Selamat Ya! Rupiah Masuk ‘Klub Elite’ Mata Uang Dunia

Selamat Ya Rupiah Masuk Klub Elite Mata Uang Dunia Smartpower Media 1

Hari ini rupiah memang melemah di hadapan dolar Amerika Serikat (AS). Namun keperkasaan rupiah akhir-akhir ini membuat mata uang Tanah Air masuk ‘klub elit’. Pada Rabu (10/06/2020) pukul 14:00 WIB, US$ 1 setara dengan Rp 13.980. Rupiah melemah 1,01% dibandingkan posisi penutupan perdagangan hari sebelumnya.
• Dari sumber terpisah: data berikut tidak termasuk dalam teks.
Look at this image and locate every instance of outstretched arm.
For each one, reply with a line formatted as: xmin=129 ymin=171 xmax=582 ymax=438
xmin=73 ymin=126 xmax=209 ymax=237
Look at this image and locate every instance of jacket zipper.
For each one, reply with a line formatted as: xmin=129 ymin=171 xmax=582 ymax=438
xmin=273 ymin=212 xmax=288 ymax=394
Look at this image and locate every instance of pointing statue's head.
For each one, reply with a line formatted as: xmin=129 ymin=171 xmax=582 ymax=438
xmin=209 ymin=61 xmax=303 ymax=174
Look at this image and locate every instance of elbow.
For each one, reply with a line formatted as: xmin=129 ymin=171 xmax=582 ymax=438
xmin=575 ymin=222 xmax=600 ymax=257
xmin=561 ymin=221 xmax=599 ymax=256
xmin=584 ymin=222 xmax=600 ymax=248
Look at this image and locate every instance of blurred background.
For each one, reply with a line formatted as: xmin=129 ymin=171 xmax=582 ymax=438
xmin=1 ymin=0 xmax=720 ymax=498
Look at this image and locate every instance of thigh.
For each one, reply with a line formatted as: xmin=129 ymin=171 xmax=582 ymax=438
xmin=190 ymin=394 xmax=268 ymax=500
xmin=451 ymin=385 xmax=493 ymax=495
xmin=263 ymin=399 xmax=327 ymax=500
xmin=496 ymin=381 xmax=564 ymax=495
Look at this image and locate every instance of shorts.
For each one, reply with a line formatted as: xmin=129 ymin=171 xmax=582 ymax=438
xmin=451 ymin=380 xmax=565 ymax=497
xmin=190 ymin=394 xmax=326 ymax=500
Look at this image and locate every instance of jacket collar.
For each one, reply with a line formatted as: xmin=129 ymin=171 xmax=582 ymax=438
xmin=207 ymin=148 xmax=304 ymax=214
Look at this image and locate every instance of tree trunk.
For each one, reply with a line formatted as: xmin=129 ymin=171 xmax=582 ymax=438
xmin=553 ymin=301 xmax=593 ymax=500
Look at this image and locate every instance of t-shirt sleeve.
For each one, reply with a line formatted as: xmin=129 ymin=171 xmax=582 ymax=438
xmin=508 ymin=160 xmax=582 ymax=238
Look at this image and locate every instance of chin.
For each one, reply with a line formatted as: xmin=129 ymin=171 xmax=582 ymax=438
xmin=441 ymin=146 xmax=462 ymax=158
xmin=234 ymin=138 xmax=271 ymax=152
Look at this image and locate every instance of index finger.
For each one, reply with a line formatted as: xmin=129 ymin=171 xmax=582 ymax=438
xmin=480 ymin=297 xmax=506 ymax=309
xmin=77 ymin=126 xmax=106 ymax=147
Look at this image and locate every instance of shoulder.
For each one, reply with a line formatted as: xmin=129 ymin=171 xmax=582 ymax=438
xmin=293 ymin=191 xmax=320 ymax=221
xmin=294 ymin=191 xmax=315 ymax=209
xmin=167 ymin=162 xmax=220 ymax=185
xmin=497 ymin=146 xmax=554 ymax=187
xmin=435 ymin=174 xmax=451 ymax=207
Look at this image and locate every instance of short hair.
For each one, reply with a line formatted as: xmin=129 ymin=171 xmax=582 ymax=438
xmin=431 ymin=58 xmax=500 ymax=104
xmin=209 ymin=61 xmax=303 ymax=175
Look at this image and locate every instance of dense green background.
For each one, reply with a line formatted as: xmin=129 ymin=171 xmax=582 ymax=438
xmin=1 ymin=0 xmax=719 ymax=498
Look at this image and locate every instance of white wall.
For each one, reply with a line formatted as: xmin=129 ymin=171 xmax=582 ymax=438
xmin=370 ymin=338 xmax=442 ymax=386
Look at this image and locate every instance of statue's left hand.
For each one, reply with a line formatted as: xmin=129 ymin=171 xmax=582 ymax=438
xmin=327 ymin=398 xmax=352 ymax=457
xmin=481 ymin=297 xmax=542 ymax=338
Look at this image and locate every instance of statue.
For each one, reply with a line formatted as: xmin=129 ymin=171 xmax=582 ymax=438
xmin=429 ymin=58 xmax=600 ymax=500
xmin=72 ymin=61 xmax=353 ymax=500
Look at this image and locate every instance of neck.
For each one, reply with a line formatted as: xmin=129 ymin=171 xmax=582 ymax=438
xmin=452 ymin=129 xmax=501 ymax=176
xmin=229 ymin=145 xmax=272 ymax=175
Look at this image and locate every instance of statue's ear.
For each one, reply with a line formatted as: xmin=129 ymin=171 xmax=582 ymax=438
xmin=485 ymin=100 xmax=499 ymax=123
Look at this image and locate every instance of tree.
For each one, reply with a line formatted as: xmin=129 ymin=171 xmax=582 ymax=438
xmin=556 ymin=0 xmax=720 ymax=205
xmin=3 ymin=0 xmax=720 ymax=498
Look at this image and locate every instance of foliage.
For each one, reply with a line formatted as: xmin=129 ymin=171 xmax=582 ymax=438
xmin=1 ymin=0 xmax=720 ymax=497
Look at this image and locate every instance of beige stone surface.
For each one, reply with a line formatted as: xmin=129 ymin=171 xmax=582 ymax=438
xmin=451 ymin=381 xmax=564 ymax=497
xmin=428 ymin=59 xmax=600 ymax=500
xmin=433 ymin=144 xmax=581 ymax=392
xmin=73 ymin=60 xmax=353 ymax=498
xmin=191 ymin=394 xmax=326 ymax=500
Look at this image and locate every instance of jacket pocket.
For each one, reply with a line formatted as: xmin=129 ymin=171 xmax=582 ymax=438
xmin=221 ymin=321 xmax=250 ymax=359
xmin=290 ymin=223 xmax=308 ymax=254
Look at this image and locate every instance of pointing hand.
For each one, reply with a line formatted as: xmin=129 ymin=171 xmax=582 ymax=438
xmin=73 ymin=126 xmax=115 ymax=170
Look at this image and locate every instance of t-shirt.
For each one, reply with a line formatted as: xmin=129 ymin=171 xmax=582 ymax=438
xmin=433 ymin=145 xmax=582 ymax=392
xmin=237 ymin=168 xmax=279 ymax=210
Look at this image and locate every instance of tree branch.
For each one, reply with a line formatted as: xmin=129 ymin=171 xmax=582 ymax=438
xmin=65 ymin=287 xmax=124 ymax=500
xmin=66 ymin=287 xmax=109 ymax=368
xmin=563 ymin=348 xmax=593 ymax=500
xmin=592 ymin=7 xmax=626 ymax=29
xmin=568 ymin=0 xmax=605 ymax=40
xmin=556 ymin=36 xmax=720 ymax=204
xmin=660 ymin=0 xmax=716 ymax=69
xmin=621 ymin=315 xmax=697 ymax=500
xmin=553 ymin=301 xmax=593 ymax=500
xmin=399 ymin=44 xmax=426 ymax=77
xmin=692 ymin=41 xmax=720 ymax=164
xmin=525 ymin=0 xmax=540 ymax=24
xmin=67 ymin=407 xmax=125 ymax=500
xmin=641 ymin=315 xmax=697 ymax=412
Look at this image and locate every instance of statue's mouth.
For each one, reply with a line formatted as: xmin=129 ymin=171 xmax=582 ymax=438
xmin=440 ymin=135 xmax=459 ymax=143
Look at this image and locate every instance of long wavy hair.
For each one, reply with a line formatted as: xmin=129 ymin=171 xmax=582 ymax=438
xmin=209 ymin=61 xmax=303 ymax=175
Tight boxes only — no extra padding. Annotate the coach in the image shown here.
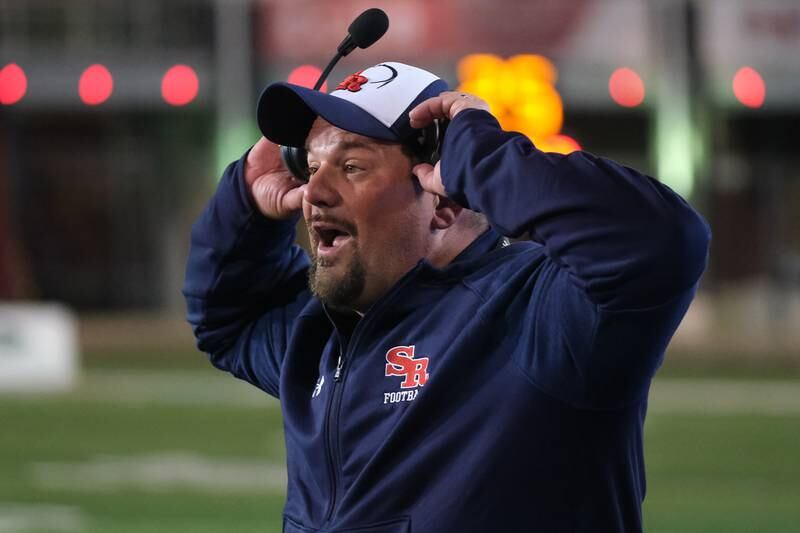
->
[184,62,710,532]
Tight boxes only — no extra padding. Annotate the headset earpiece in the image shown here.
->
[281,145,311,182]
[414,118,449,166]
[281,118,448,182]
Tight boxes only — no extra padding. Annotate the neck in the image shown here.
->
[426,223,485,269]
[345,226,483,315]
[334,219,488,315]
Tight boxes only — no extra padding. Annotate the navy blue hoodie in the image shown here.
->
[183,109,711,532]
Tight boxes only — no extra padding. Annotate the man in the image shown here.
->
[184,62,710,532]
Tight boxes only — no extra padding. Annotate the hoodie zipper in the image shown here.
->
[323,342,346,524]
[320,237,504,523]
[321,262,427,526]
[334,353,345,381]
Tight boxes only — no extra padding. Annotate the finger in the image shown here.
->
[408,96,450,129]
[447,92,491,120]
[412,163,446,197]
[246,137,285,186]
[409,92,490,128]
[282,184,307,213]
[248,137,278,164]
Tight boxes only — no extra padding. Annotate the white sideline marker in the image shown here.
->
[0,503,84,532]
[0,303,79,392]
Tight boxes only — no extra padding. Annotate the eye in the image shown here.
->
[307,165,319,176]
[344,163,363,174]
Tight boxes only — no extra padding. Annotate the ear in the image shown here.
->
[430,195,463,230]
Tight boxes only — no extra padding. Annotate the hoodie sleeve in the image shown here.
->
[182,151,311,398]
[442,110,711,407]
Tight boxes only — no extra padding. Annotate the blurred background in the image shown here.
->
[1,0,798,531]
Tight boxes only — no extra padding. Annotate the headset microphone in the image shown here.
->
[339,8,390,57]
[280,8,389,180]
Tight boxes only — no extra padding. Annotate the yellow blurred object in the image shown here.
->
[457,54,505,83]
[507,54,558,84]
[534,134,582,155]
[458,79,505,116]
[517,81,563,138]
[496,111,519,133]
[456,53,578,154]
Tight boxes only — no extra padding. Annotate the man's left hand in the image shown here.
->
[409,91,491,197]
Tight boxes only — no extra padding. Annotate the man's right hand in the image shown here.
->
[245,137,306,220]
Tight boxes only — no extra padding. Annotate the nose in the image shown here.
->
[304,164,341,208]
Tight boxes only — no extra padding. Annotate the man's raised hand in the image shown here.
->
[408,92,490,197]
[409,91,490,130]
[245,137,306,220]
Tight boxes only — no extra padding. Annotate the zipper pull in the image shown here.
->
[334,355,345,382]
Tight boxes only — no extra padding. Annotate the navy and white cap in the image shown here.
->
[257,62,449,148]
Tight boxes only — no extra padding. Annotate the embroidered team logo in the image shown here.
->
[337,71,368,92]
[385,345,429,388]
[336,64,399,92]
[384,345,429,405]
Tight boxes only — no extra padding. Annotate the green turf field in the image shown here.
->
[2,363,799,532]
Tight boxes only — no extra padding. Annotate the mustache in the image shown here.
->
[307,214,358,237]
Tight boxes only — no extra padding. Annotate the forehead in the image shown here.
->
[305,117,397,156]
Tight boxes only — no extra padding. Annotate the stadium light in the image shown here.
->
[609,67,645,108]
[288,65,329,92]
[457,54,506,84]
[0,63,28,105]
[162,65,199,106]
[507,54,558,85]
[79,64,114,106]
[456,53,579,154]
[516,80,563,139]
[733,66,765,109]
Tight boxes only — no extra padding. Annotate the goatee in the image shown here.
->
[308,252,366,309]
Akan tetapi, rupiah sudah menunjukkan performa yang luar biasa sejak memasuki kuartal II-2020. Selepas Maret yang ‘gila’, rupiah langsung balas dendam dengan sangat cepat. Sejak awal kuartal II hingga kemarin, rupiah telah menguat 15,03% di hadapan dolar AS. Penguatan itu berhasil menghapus koreksi parah yang terjadi pada Maret.
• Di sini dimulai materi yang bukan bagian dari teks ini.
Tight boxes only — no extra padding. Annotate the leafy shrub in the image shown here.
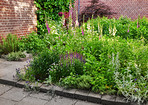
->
[0,34,20,55]
[6,51,26,61]
[19,32,46,54]
[49,52,85,83]
[61,74,93,90]
[25,48,60,81]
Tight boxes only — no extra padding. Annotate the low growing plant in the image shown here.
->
[6,51,26,61]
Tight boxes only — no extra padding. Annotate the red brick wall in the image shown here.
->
[74,0,148,22]
[0,0,37,40]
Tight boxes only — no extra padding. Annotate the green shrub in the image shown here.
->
[49,56,85,83]
[61,74,93,90]
[0,34,20,55]
[25,48,60,81]
[19,32,46,54]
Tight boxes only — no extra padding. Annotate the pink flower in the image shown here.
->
[82,28,84,35]
[127,29,129,32]
[64,12,69,19]
[137,21,140,28]
[58,12,63,17]
[46,22,51,33]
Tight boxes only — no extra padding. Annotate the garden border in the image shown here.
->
[0,78,146,105]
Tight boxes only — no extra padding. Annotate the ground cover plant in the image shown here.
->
[16,11,148,105]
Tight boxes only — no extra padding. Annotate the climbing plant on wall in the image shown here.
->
[34,0,75,37]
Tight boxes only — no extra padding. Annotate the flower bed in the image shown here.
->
[15,16,148,104]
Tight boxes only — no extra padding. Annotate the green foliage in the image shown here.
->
[88,16,148,41]
[19,32,46,54]
[34,0,75,36]
[6,51,26,61]
[112,52,148,104]
[61,74,93,90]
[0,34,20,55]
[20,16,148,103]
[49,56,85,83]
[25,48,60,81]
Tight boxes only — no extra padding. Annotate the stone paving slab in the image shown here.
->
[115,96,130,105]
[45,96,77,105]
[0,58,28,82]
[29,92,52,101]
[0,97,18,105]
[101,95,116,105]
[0,84,12,95]
[0,87,29,102]
[87,92,102,104]
[75,100,100,105]
[15,96,48,105]
[74,90,90,101]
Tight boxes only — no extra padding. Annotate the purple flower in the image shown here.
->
[58,12,63,17]
[137,21,140,28]
[82,28,84,36]
[135,78,137,81]
[127,29,129,32]
[26,81,29,84]
[46,22,51,33]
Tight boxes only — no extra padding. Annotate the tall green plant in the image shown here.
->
[0,34,20,55]
[34,0,75,37]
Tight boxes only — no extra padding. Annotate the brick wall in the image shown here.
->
[0,0,37,40]
[74,0,148,22]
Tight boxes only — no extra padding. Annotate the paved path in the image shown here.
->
[0,58,28,81]
[0,84,101,105]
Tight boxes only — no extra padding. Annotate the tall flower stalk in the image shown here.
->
[45,21,51,34]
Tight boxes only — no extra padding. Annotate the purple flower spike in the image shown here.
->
[82,28,84,36]
[46,22,51,34]
[135,78,137,81]
[137,21,140,28]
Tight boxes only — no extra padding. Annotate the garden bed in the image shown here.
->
[0,16,147,105]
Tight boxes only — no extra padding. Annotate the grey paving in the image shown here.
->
[0,84,12,95]
[15,96,48,105]
[29,92,52,101]
[0,84,103,105]
[75,100,100,105]
[0,98,17,105]
[44,96,77,105]
[0,87,29,101]
[0,58,28,81]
Hasilnya, rupiah kini sudah menguat secara year-to-date meski apresiasinya tipis saja yaitu 0,29%. Tidak banyak mata uang yang bisa melakukannya. Di antara mata uang utama dunia, rupiah kini berada di peringkat ke-6. Rupiah menjadi satu-satunya mata uang ASEAN yang masuk ‘klub elit’ tersebut.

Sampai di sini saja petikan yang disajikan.